Airbnb has seen a 13% increase in its second-quarter revenues year on year to $3.1bn (£2.4bn), driven by higher nights stayed, a small increase in average daily rates and the timing of Easter.

The company stated that despite global economic uncertainty early in the quarter, travel demand picked up and nights booked accelerated from April to July. 

In Q2 2025, it reported 134.4 million nights and seats booked, up 7% on the year, with growth across all regions and the strongest increases in Latin America and Asia Pacific.

In newer markets, nights booked grew at twice the rate of core markets.

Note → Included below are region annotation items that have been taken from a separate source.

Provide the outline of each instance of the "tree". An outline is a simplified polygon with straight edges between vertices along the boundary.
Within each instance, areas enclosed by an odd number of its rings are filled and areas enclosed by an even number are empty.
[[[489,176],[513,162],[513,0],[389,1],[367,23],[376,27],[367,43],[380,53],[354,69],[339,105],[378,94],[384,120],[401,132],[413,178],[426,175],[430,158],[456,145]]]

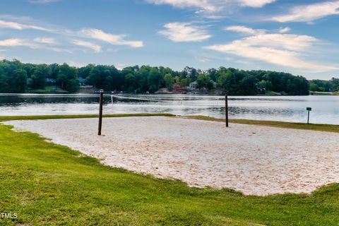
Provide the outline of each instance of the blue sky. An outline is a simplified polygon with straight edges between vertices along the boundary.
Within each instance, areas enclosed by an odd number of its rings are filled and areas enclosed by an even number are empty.
[[[1,0],[0,59],[339,77],[339,1]]]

Japan was highlighted as a strong performer following a domestic travel marketing campaign.

Adjusted earnings before interest, tax, depreciation and amortisation rose 17% to $1bn (£800m). The company repurchased $1bn (£800m) of Class A common stock during the quarter and announced a new $6bn (£4.42bn) share buyback programme. 

Its fully diluted share count fell to 652 million, down from 673 million a year earlier.

In May, Airbnb launched Airbnb Services and reworked Airbnb Experiences, alongside a redesigned app, which it said had received positive early feedback from guests and hosts.

Looking ahead, the company is expanding its artificial intelligence-powered customer service agent to all US users, reducing by 15% the number of hosts and guests needing to contact a human agent. It plans to extend this to more countries and languages later this year.

Brian Chesky, Airbnb co-founder and chief executive, said: “We had a strong Q2, exceeding expectations across our key metrics, which reflects the progress we’ve made against our priorities, including unveiling Airbnb’s next chapter. 

“We’re excited by the early momentum behind the launch of Airbnb services and reimagined Airbnb experiences, and believe both will be key contributors to long-term growth.”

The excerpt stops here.